Isso tão evidente para os que, ao redor do mundo, têm capacidade de entender a política, que não faltou sequer uma observação ferina de Angela Merkel, após o presidente brasileiro lhe ter pisado no pé: “Só podia ser você”. Mesmo que bem-humorada, a frase é reveladora da forma como Bolsonaro é visto por outros chefes de Estado e de governo: um pateta desajeitado, na percepção mais benigna e cabível nos limites do que permite a etiqueta diplomática. Fosse só isso, não seria tão ruim como de fato é.

Bolsonaro é também percebido por seus pares (sic) dos outros grandes países do mundo como um sujeito sem condições de ocupar o cargo para o qual se elegeu – ou seja, não é visto exatamente como um par. Daí o constrangedor isolamento a que foi submetido durante a reunião de líderes mundiais. As imagens do presidente brasileiro deslocado, excluído da rodinha de conversas dos demais governantes, sem sequer saber quem era quem, explicitam sua condição de um pária, despreparado para frequentar foros dessa natureza e incapaz de ser levado a sério pelos demais.

Não conseguiu a atenção respeitosa sequer dos garçons italianos com os quais tentou interagir e que estavam ali para servir aos governantes. Suas piadas extemporâneas e sem graça sobre a rivalidade futebolística entre os dois países foram incapazes de comover aos funcionários. Aliás, na falta de coisa mais relevante a tratar, também foram piadas de futebol que pautaram sua conversa com Merkel, ao lado de quem se sentou, durante o jantar oficial do evento. Não fosse a conversa inevitável por conta do lugar à mesa, possivelmente lhe sobraria apenas a observação sarcástica sobre o desajeitado pisão no pé. Noutro momento, dando mostras de seu ressentimento com a imprensa e falta de altivez frente a políticos de maior envergadura, também tentou convencer a primeira-ministra alemã que não é tão mau quanto se diz por aí. Alguma conversa sobre interesses comuns dos dois países? Quem dera…

Aliás, o presidente brasileiro não teve durante a reunião do G20 um único encontro bilateral, em que os interesses brasileiros pudessem ter sido abordados com outros governos. Do que foi dispensado a outros líderes contou apenas com a recepção protocolar pelo presidente italiano – que, diferentemente do primeiro-ministro, apita pouco. Contou também com uma conversa, arranjada de improviso por seus funcionários, com o autocrata turco Recep Tayyp Erdogan.
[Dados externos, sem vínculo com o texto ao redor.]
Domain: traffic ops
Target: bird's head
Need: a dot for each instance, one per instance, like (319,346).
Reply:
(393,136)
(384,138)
Ela se deu em meio ao burburinho do coquetel e nela Bolsonaro tentou dar uma versão benevolente de sua própria imagem, mentindo acerca de tudo que lhe foi perguntado e sendo incapaz de perguntar o que quer que fosse sobre a Turquia.
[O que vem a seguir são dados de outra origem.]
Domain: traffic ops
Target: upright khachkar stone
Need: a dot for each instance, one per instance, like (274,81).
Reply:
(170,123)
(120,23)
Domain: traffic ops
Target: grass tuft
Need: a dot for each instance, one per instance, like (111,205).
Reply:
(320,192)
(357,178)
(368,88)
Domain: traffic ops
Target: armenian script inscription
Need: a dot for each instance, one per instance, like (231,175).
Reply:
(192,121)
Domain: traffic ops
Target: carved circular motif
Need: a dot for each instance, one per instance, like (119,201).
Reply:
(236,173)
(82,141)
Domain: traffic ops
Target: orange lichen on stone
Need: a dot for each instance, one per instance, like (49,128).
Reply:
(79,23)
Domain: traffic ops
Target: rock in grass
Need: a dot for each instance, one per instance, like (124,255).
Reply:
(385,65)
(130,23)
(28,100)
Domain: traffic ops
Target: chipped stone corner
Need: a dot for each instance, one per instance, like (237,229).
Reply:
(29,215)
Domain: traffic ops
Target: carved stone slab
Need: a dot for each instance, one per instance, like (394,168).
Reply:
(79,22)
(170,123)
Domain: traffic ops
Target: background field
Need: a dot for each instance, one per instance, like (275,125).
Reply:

Assim como na superficial interlocução com Merkel, seu bate-papo com Erdogan confirmou que Bolsonaro não tem muita noção do que se passa noutros países, assim como nem ao menos tenta demonstrar algum interesse sobre o pouco que talvez saiba. Sua conduta revela um misto de ignorância, narcisismo, despreparo e grosseria – nada que possa surpreender a nós, brasileiros, forçados que somos a conviver com isso diuturnamente.

Além desse vexame na reunião do G20, em que houve ainda o episódio embaraçoso do premiê italiano se negando a lhe estender a mão (como fizera com todos os demais líderes presentes), o presidente brasileiro causou tumulto nas ruas. Agressivo como de costume com jornalistas, que têm por dever de ofício fazer a políticos perguntas das quais estes talvez não gostem, Bolsonaro insuflou contra eles os jagunços que respondiam por sua segurança. Desse modo sobraram socos, empurrões e torções nos braços de repórteres, fossem homens ou mulheres. Nosso mandatário teve, assim, a oportunidade de dar mostras aos europeus, in loco, de sua truculência. Os bolsonaristas se regozijaram.
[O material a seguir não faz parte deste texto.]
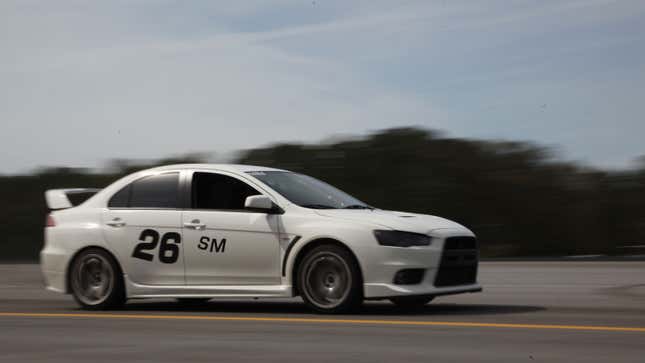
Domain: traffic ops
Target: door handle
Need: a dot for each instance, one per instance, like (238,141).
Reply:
(195,224)
(116,222)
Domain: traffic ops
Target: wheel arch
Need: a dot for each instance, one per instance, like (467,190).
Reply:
(307,246)
(68,268)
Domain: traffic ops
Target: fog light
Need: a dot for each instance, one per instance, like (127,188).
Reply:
(410,276)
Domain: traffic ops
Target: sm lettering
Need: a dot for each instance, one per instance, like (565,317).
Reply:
(211,245)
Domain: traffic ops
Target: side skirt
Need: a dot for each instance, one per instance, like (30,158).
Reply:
(135,291)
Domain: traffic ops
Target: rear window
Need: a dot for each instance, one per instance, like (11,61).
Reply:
(156,191)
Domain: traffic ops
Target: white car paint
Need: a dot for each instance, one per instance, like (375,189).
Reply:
(261,249)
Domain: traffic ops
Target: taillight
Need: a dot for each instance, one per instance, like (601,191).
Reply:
(50,221)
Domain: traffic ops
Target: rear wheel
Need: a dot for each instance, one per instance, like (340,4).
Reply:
(411,302)
(329,280)
(96,281)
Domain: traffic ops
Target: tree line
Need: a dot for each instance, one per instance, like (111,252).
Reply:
(516,196)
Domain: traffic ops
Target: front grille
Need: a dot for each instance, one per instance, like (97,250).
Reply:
(458,264)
A permanência na Itália, abdicando da ida à Escócia, onde ocorreria a Conferência da Mudança Climática da ONU, explica-se por alguns motivos. Primeiro, porque Bolsonaro nada teria a dizer em Glasgow e, consequentemente, evitar a ida à COP era uma forma de se preservar das pedradas que inevitavelmente receberia, como bem notou o vice-presidente, Hamilton Mourão. Segundo, porque a agenda italiana do presidente brasileiro lhe importava mais, dando a medida de suas prioridades: receber a cidadania honorária em Anguillara Veneta e se encontrar com Matteo Salvini, líder da extrema-direita italiana – ou seja, desta vez sim, um par.

Bolsonaro e Salvini. Foto: AFP

A truculência bolsonaresca, com os préstimos da polícia italiana, repetiu-se no tratamento dado a manifestantes que foram a Pádua protestar contra a presença do presidente brasileiro, com direito a jatos d’água, bombas de gás e cacetadas. O cenário foi menos hostil na pequena comuna de Anguillara Veneta, onde houve protestos contra a concessão a Bolsonaro do título de cidadão honorário pelo governo de extrema-direita do vilarejo setentrional. Nos dois municípios italianos, além dos usuais gritos de “Mito! Mito!” entoados por sua claque, teve também de ouvir impropérios como “Salvini cretino, Bolsonaro assassino!”.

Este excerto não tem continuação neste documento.